También, que el gobierno de Enrique Peña Nieto demuestre que tiene voluntad política para combatir la impunidad que se ha enquistado en el país y vaya contra delincuencia e ilegalidad, muchas de cuyas manifestaciones han sido solapadas cínicamente, y no solo lo demuestre medianamente en Guerrero.
Porque lo ocurrido en Guerrero, por su extraordinario desprecio por la vida y la dignidad de decenas de jóvenes, no solo ha generado la molestia de los demás normalistas, padres de familia y organizaciones magisteriales: se ha convertido en un símbolo del hartazgo social por la inutilidad del Estado para detener las expresiones de la delincuencia y de la clase política coludida con él.
Ni en Veracruz ni en el país basta con que salga el gobernador Javier Duarte o el presidente Peña a señalar que vamos bien, que el futuro se vislumbra luminoso, que tendremos empleos, que la economía crecerá y nos llevará en su lomo a todos, si esto no se acompaña con acciones decididas en contra de la inseguridad y la impunidad, si el discurso de la realidad atropella el falso triunfalismo de nuestros gobernantes.

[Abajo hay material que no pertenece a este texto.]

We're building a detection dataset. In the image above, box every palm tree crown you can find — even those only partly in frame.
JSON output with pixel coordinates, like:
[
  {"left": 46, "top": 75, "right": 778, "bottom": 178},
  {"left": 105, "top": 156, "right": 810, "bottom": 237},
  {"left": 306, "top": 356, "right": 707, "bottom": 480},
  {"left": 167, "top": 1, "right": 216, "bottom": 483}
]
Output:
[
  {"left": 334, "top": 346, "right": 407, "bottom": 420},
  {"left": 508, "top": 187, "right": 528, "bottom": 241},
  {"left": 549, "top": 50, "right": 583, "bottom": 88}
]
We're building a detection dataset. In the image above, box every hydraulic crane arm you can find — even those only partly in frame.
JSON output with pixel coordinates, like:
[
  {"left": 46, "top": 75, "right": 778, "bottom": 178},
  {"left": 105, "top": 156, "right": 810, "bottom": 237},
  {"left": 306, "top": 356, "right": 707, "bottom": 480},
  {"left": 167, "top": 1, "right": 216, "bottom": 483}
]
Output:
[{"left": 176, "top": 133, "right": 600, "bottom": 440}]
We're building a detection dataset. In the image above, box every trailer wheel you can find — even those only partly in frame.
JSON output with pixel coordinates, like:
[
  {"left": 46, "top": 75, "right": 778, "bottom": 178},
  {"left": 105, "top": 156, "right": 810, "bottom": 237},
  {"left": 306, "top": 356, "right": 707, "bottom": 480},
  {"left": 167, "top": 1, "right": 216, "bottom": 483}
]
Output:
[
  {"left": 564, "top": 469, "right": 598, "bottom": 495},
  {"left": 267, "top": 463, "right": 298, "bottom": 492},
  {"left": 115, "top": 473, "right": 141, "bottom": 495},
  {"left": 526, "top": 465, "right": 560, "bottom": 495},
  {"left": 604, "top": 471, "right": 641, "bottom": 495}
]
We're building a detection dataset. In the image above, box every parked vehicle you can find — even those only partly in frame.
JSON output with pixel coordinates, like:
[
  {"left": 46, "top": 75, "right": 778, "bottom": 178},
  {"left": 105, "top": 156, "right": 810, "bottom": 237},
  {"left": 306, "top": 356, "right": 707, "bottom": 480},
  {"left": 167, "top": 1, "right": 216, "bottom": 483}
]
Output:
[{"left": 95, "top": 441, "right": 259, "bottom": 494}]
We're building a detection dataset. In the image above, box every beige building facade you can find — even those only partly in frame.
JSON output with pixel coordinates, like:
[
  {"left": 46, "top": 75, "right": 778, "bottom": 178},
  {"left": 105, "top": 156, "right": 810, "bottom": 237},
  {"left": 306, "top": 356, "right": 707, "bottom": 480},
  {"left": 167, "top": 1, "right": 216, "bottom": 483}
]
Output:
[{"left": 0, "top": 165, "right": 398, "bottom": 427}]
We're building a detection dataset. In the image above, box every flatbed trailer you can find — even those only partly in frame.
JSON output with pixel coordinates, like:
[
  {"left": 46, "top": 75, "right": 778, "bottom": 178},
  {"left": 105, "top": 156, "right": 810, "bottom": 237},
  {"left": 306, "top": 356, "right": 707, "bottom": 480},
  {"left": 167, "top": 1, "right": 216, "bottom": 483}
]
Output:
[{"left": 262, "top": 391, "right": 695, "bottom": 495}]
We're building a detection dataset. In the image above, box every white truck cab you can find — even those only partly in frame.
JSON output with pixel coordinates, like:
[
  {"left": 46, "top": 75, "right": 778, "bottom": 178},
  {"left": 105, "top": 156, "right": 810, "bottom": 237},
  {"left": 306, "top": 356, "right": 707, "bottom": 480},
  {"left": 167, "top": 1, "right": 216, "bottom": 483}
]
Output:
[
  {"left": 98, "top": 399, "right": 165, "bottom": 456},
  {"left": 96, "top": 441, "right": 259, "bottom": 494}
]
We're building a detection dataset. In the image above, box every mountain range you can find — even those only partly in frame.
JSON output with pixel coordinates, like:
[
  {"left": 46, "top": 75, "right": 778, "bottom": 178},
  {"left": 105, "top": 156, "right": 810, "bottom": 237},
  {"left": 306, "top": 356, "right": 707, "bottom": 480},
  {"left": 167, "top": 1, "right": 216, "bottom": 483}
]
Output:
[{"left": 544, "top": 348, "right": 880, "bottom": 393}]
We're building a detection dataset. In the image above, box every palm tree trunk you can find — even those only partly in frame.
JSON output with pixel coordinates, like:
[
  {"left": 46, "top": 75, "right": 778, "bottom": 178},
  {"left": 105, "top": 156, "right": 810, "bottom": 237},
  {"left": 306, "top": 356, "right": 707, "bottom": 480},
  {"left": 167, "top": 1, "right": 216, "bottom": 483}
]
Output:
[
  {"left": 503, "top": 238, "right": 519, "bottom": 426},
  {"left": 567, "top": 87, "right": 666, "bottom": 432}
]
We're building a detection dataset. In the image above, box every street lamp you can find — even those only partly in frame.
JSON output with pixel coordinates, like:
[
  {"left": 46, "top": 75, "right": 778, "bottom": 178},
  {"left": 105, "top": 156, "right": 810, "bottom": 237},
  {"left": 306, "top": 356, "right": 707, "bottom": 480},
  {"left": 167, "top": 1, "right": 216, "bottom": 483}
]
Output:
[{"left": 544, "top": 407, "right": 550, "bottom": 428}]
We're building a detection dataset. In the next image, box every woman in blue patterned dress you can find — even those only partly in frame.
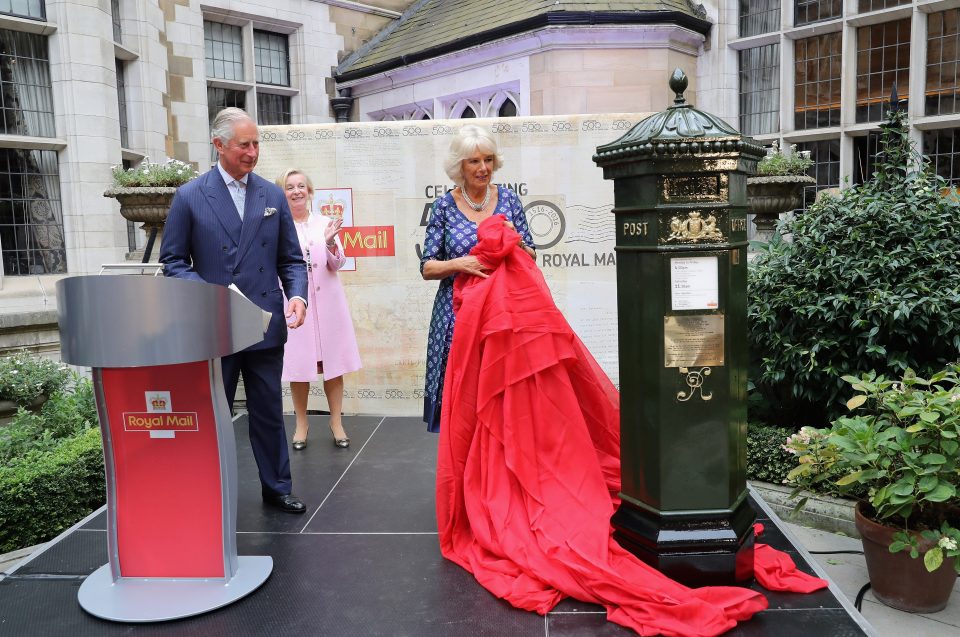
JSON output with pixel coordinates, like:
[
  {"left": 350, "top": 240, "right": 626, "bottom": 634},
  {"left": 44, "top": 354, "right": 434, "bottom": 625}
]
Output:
[{"left": 420, "top": 124, "right": 536, "bottom": 432}]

Pero, por otra parte, tampoco encontraremos la paz si seguimos permitiendo, sin deslindarnos, que en cada manifestación aparezcan elementos que buscan provocar a las fuerzas policiacas para engendrar la represión, mientras ellos desaparecen bajo sus capuchas y dejan que el avispero se sebe con los manifestantes pacíficos.
Desde mi punto de vista, la demanda es encontrar –vivos de preferencia– a los normalistas de Ayotzinapa desaparecidos en Iguala, pero ir más allá de esa consigna para demandar el fin de la impunidad y el combate decidido de las bandas criminales, evitando las torpezas operativas del régimen de Felipe Calderón.